FITUR 2026 : une scène où l'on vend de l'influence, pas seulement des forfaits
Le FITUR (Feria Internacional de Turismo) à Madrid n'est plus depuis longtemps seulement un lieu où l'on négocie des vols charters et des capacités hôtelières disponibles. Le salon est devenu une plateforme où les États et les régions construisent leur réputation, attirent les investissements et envoient des signaux politiques importants sur la stabilité et l'ouverture aux partenariats internationaux. L'organisateur IFEMA MADRID indique que le FITUR 2026 s'est tenu du 21 au 25 janvier 2026, et que le Mexique était le pays partenaire du salon, un statut qui apporte traditionnellement une visibilité supplémentaire, un « avantage » de communication et un poids protocolaire.
El País, dans une revue du salon, a fait état de chiffres de fréquentation records et d'un haut niveau de présence internationale, ce qui explique davantage pourquoi les détails sur les pavillons font désormais partie d'une histoire plus large. Dans une telle foule et dans une telle compétition, les destinations se comparent naturellement, mais le dénigrement direct de la concurrence est généralement évité. Une réputation dans le tourisme se construit au fil des années et peut être ébranlée en quelques jours si l'impression se répand sur le marché que le jeu est « sale ». C'est pourquoi toute allusion suggérant qu'un pays est un « moins bon choix » peut déclencher une réaction rapide, surtout lorsqu'elle concerne un grand marché comme le Mexique, qui possède une forte présence en Europe et une offre diversifiée pour différents profils de voyageurs.
Comment est née la polémique : « promouvoir le sien, ne pas détruire celui de l'autre »
Selon eTurboNews, un haut responsable mexicain du tourisme a exprimé son mécontentement car il estime que la campagne dominicaine se transforme en messages qui pourraient décourager les touristes de se rendre au Mexique. La même source indique que le responsable a résumé le problème par l'idée que le ministre devrait mettre en avant la beauté de son propre pays, et non « parler en mal » d'une autre destination. Dans une industrie où la confiance et la perception de la sécurité sont essentielles, une telle évaluation, même lorsqu'elle provient de cercles informels, devient rapidement un sujet de débat parmi les agences, les voyagistes et les équipes de communication.
eTurboNews indique également que le débat a été déclenché par une question rhétorique posée lors d'un événement touristique latino-américain, demandant « où est le ministre mexicain du Tourisme ». Isolée, une telle phrase peut sonner comme une plaisanterie ou une improvisation devant un public. Cependant, dans le contexte d'une compétition de marché, elle peut être interprétée comme un « pique » public à la concurrence et une tentative de retirer une partie de son autorité à l'adversaire. La sensibilité croît aussi parce que tout s'est déroulé immédiatement après le FITUR, pendant une période où les destinations en Europe vendent de plus en plus de séjours d'hiver et les premiers forfaits de printemps, tandis que les grands voyagistes finalisent leurs plans pour la saison estivale. Au cours de telles semaines, une insinuation négative, même indirecte, peut déclencher une chaîne de questions et de doutes que le marché a du mal à ignorer.

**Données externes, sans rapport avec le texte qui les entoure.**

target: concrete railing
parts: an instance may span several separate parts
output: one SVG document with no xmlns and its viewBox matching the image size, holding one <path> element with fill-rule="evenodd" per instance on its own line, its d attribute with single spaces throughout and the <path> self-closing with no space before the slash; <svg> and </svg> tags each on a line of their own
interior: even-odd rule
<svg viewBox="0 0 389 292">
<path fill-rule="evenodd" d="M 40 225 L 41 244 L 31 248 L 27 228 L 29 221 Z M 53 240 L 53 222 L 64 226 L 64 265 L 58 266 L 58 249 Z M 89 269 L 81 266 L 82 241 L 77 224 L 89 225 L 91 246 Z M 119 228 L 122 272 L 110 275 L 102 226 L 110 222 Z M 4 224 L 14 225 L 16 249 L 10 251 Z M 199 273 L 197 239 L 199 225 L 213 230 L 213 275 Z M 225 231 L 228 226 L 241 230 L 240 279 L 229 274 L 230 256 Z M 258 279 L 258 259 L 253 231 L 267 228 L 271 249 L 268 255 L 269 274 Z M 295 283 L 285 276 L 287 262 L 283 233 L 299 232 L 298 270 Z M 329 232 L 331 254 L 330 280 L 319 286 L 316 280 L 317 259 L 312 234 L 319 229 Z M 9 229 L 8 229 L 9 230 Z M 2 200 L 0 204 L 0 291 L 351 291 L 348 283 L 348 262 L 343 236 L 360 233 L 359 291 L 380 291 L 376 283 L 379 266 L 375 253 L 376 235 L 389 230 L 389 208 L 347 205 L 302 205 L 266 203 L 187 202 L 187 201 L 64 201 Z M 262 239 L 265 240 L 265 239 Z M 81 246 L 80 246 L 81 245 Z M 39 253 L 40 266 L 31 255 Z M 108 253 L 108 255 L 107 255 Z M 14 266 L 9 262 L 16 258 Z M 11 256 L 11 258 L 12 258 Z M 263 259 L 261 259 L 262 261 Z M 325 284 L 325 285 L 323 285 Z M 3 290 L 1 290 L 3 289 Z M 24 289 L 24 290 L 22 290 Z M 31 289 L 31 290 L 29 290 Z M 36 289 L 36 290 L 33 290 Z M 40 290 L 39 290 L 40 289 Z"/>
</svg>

La « guerre musicale » dans les pavillons : une impression qui a dépassé la limite du divertissement
L'épisode le plus raconté concerne l'atmosphère dans les pavillons. Selon eTurboNews, une partie des participants au salon a affirmé que la partie mexicaine commençait une présentation ou une annonce, et que la musique dominicaine avec des danseurs et des animations était ensuite augmentée à proximité immédiate, créant une puissante toile de fond compétitive. Il est important de souligner que dans les résumés des organisateurs accessibles au public, il n'y a aucune plainte formelle enregistrée qui confirmerait l'incident comme un différend officiel. De ce fait, cette partie de l'histoire repose sur les impressions des participants et les descriptions des médias, et non sur un protocole documenté.
Pourtant, dans le monde des salons professionnels, l'impression détermine souvent le récit. Une fois qu'une histoire prend racine, elle est relayée par les journalistes et les portails spécialisés, puis entre dans les conversations de l'industrie et les bulletins de communication. De nombreux participants à de tels événements savent que « qui a été le plus fort » et « qui a dominé l'espace » peut devenir un sujet de discussion tout autant que les contrats signés. Pour les destinations caribéennes, une approche performative n'est pas inhabituelle : la musique, la danse et une atmosphère accentuée font partie d'une identité vendue au même titre que le soleil et la mer. Mais lorsque des stands voisins se disputent le même public, et que l'un d'eux représente le pays partenaire du salon, des éléments même apparemment anodins prennent facilement un poids diplomatique. Dans de telles situations, la question n'est plus de savoir qui a la chorégraphie la plus attrayante, mais qui respecte le protocole et l'espace de l'autre.
Le message dominicain de Madrid : le tourisme comme moteur, l'investissement comme preuve de force
Parallèlement à la polémique, la partie dominicaine à Madrid a fortement souligné la dimension économique du tourisme. Dominican Today a rapporté que le ministre David Collado, lors de l'ouverture du stand dominicain au FITUR 2026, a mis en avant le salon comme une plateforme internationale clé pour la promotion des investissements, des partenariats et de la croissance de la destination. DR1, dans un texte lié aux apparitions au salon, a transmis le message de Collado selon lequel le tourisme en République dominicaine doit être mieux compris comme un moteur économique de premier plan, accompagné d'une délégation mentionnant également des représentants des secteurs hôtelier et financier.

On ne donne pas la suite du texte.